リロケーションとは、転勤者の留守宅を一定期間賃貸する業務のことですが、1999年の借地借家法の改正で、定期建物賃貸借(同法38条)が導入されたことにより、転勤者の留守宅を管理するサービスとして知られる様になりました。そして、本条の賃借権は、定期借家権とも呼ばれています。

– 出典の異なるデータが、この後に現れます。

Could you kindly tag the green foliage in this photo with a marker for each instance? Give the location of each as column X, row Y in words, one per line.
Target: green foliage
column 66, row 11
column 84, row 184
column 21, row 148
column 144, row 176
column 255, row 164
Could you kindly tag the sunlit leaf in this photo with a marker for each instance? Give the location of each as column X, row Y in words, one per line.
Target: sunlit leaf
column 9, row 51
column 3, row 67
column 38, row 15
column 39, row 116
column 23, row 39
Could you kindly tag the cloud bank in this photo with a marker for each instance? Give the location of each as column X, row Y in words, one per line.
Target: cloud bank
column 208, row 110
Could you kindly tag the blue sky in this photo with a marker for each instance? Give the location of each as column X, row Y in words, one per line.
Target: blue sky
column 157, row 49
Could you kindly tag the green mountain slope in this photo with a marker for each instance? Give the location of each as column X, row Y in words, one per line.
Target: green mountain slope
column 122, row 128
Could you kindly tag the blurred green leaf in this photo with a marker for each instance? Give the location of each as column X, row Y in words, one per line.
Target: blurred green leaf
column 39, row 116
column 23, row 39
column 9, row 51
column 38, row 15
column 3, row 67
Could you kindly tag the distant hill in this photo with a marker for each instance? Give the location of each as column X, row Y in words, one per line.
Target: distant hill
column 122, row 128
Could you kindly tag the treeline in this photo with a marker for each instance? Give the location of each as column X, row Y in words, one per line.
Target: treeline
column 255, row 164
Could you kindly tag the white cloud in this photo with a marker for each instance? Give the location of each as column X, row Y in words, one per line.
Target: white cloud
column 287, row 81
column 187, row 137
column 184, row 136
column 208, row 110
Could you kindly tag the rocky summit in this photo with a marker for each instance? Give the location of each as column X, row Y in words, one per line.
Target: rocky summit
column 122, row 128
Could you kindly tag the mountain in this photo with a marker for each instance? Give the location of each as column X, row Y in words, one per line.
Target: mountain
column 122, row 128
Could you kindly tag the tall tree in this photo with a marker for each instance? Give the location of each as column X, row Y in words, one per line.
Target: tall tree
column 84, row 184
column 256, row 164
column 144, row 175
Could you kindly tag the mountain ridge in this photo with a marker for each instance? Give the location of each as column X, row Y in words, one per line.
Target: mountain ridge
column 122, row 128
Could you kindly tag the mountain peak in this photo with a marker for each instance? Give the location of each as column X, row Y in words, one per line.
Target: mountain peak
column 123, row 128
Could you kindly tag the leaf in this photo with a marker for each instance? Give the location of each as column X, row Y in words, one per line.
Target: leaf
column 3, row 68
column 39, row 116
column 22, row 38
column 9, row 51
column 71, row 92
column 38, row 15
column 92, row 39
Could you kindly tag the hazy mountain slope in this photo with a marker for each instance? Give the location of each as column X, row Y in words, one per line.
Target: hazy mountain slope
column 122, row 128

この定期借家権は、同法38条1項から7項からなります。1項では、その要件として、書面による契約であるとこと、2項では、契約の更新がなく、期間の満了により、当該建物の賃貸借は終了することについて、あらかじめ書面で説明しなければならないこと、3項では、この説明をしなかったときは、契約の更新がないこととする旨の定めは無効とすること、4項では、期間の満了により、建物の賃貸借が終了することに関する、賃貸人からの通知期間について定め、
5項では、期間の定めのある賃貸借を一方的に中途解約することはできない原則の例外について、6項では、借主が不利にならない範囲で、4項、5項を強制法規とし、7項は、借貸増減請求権に関する規定を定期建物賃貸借に適用しないとしています。以上の条文のより、一定期間経過後、契約の終了が可能になったために、日本におけるリロケーションは、留守宅の賃貸だけに留まらず、より広く管理することへと発展しました。